[![Open in Colab](https://colab.research.google.com/assets/colab-badge.svg)](https://colab.research.google.com/github/nkeriven/ensta-mt12/blob/main/notebooks/06_clustering/N5_EM_iris_data_example.ipynb)


# GMM covariances


Demonstration of several covariances types for Gaussian mixture models.

See https://scikit-learn.org/stable/modules/generated/sklearn.mixture.GaussianMixture.html#sklearn.mixture.GaussianMixture for more information on the estimator.
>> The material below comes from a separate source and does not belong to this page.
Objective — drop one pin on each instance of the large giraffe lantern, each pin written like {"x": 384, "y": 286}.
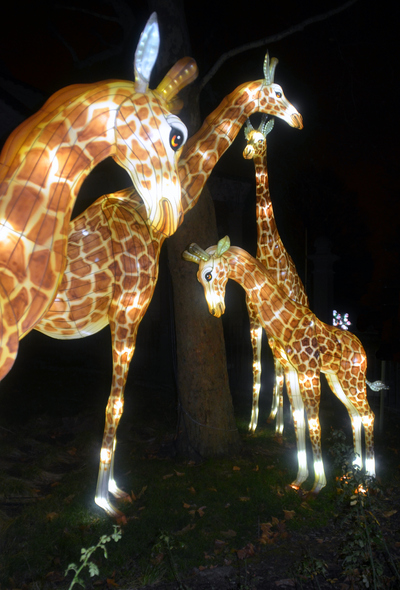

Although GMM are often used for clustering, we can compare the obtained
clusters with the actual classes from the dataset. We initialize the means
of the Gaussians with the means of the classes from the training set to make
this comparison valid.

We plot predicted labels on both training and held out test data using a
variety of GMM covariance types on the iris dataset.
We compare GMMs with spherical, diagonal, full, and tied covariance
matrices in increasing order of performance. Although one would
expect full covariance to perform best in general, it is prone to
overfitting on small datasets and does not generalize well to held out
test data.

On the plots, train data is shown as dots, while test data is shown as
crosses. The iris dataset is four-dimensional. Only the first two
dimensions are shown here, and thus some points are separated in other
dimensions.



This is a simplified version of the code that can be found here:
https://scikit-learn.org/stable/auto_examples/mixture/plot_gmm_covariances.html#sphx-glr-auto-examples-mixture-plot-gmm-covariances-py

In [None]:
import matplotlib as mpl
import matplotlib.pyplot as plt
import numpy as np
from sklearn import datasets
from sklearn.mixture import GaussianMixture
from sklearn.model_selection import StratifiedKFold
%matplotlib inline

# Iris data - EM clustering
Note that while labels are available for this data set, they will not be used in GMM identification.  

In [None]:
iris = datasets.load_iris()

X_train = iris.data
y_train = iris.target

n_classes = len(np.unique(y_train))  #list the unique elements in y_train : nb of different labels

## GMM model estimation

In [None]:
# Try GMMs using full covariance (no constraints imposed on cov)
estimator = GaussianMixture(n_components=n_classes, 
                             covariance_type='full', max_iter=50, random_state=0)

# !! 
Lines below initialize with centers of mass of each clsuetr, as labels are known...
Usually, 3 different centers are required, chosen at random. It this latter case, the correct
    clusters are extracted, upto some circular permutation on the labels

In [None]:
# Since we have class labels for the training data, we can
# initialize the GMM parameters in a supervised manner.
estimator.means_init = np.array([X_train[y_train == i].mean(axis=0)
                                    for i in range(n_classes)])

estimator.fit(X_train)

In [None]:
print(estimator.covariances_)
#print(estimator.covariances_[1][1:3,1:3])

## Ploting results : 
choose the  axis pair to visualize 

In [None]:
# for K clusters, specify K colors  (here K=3)
colors = ['navy', 'turquoise', 'darkorange']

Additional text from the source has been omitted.